Farmer John has been informed of the location of a fugitive cow and wants to catch her immediately. He starts at a point N (0 ≤ N ≤ 100,000) on a number line and the cow is at a point K (0 ≤ K ≤ 100,000) on the same number line.
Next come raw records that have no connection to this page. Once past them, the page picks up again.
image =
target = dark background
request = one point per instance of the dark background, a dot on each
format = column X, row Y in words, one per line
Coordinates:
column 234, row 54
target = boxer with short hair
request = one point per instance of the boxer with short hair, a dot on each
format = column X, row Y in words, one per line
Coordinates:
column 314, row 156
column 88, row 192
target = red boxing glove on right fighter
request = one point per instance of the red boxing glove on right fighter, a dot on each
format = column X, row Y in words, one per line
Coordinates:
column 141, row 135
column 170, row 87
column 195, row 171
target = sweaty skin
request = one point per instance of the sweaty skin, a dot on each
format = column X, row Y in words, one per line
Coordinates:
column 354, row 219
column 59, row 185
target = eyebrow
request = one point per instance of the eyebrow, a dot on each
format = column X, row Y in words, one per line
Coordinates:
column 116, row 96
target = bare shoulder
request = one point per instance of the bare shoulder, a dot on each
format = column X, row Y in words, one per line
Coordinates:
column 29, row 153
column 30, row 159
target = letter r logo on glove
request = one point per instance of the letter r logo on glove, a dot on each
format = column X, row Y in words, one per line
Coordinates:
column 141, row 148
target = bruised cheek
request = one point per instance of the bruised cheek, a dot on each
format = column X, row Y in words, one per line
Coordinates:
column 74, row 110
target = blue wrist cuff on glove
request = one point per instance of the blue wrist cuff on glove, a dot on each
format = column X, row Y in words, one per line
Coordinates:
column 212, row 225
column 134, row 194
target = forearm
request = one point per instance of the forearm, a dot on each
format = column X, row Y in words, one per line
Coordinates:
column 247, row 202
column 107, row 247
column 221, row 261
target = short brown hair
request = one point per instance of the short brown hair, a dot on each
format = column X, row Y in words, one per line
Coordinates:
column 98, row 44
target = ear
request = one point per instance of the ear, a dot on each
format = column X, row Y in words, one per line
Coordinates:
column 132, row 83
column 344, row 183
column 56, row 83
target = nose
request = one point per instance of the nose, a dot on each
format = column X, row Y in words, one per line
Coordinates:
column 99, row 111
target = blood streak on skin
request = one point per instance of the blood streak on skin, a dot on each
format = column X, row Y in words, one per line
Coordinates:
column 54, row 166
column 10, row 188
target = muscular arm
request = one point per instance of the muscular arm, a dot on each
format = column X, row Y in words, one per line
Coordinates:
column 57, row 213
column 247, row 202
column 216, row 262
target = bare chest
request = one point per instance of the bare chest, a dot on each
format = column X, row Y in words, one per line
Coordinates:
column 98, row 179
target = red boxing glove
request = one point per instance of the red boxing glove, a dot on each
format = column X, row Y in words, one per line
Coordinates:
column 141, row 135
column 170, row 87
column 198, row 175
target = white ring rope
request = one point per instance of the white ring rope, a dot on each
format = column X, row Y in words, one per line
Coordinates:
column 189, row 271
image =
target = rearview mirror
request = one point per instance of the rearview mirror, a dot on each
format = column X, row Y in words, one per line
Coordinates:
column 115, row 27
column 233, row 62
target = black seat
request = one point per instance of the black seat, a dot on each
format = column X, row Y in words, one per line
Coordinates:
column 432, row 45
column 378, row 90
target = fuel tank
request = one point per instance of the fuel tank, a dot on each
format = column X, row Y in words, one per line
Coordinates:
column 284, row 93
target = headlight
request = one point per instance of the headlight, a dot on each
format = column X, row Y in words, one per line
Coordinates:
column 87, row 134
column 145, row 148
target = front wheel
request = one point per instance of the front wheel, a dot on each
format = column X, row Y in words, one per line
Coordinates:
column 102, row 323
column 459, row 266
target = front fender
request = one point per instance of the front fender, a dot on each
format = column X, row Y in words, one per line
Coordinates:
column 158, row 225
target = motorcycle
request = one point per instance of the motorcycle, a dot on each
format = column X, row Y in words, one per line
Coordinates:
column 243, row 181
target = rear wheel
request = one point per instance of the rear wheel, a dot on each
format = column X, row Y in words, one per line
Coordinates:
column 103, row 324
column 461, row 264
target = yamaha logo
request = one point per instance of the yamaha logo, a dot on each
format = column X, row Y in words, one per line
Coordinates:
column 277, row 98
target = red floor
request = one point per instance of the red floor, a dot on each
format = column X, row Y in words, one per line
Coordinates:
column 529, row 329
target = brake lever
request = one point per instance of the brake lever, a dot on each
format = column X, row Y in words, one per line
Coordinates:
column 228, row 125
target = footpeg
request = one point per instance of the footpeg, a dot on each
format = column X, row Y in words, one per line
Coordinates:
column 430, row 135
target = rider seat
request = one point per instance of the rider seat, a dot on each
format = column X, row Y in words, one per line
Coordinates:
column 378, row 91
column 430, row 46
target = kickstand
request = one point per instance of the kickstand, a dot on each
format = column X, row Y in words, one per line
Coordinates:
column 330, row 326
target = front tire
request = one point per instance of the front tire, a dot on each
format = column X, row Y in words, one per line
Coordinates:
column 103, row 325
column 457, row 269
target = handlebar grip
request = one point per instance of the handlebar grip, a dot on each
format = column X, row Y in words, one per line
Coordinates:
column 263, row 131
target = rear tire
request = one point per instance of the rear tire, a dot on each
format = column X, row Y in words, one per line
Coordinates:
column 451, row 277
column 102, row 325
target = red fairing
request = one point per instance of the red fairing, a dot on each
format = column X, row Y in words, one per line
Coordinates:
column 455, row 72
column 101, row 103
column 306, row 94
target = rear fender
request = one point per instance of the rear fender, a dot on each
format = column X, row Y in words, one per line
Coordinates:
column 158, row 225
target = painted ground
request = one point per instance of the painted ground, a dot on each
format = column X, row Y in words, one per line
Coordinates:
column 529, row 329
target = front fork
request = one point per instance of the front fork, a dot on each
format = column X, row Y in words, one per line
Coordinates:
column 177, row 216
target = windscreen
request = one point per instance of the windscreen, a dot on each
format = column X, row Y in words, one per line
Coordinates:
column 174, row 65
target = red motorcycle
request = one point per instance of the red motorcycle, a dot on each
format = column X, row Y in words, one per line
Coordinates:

Farmer
John has two modes of transportation: walking and teleporting.



* Walking: FJ can move from any point X to the points X - 1 or X + 1 in a single minute

* Teleporting: FJ can move from any point X to the point 2 × X in a single minute.



If the cow, unaware of its pursuit, does not move at all, how long does it take for Farmer John to retrieve it?

 

Input

Line 1: Two space-separated integers: N and K

 

Output

Line 1: The least amount of time, in minutes, it takes for Farmer John to catch the fugitive cow.

 

Sample Input

5 17

 

Sample Output

4

Hint

The fastest way for Farmer John to reach the fugitive cow is to move along the following path: 5-10-9-18-17, which takes 4 minutes.

 

#include <stdio.h>
#include <queue>
#include <string.h>
#define maxn 100002
using std::queue;

struct Node{
	int pos, step;
};
bool vis[maxn];

void move(Node& tmp, int i)
{
	if(i == 0) --tmp.pos;
	else if(i == 1) ++tmp.pos;
	else tmp.pos <<= 1;
}

bool check(int pos)
{
	return pos >= 0 && pos < maxn && !vis[pos];
}

int BFS(int n, int m)
{
	if(n == m) return 0;
	memset(vis, 0, sizeof(vis));
	queue<Node> Q;
	Node now, tmp;
	now.pos = n; now.step = 0;
	Q.push(now);
	vis[n] = 1;
	while(!Q.empty()){
		now = Q.front(); Q.pop();
		for(int i = 0; i < 3; ++i){
			tmp = now;
			move(tmp, i);
			if(check(tmp.pos)){
				++tmp.step;
				if(tmp.pos == m) return tmp.step;
				vis[tmp.pos] = 1;
				Q.push(tmp);
			}
		}
	}
}

int main()
{
	int n, m;
	while(scanf("%d%d", &n, &m) == 2){
		printf("%d\n", BFS(n, m));
	}
	return 0;
}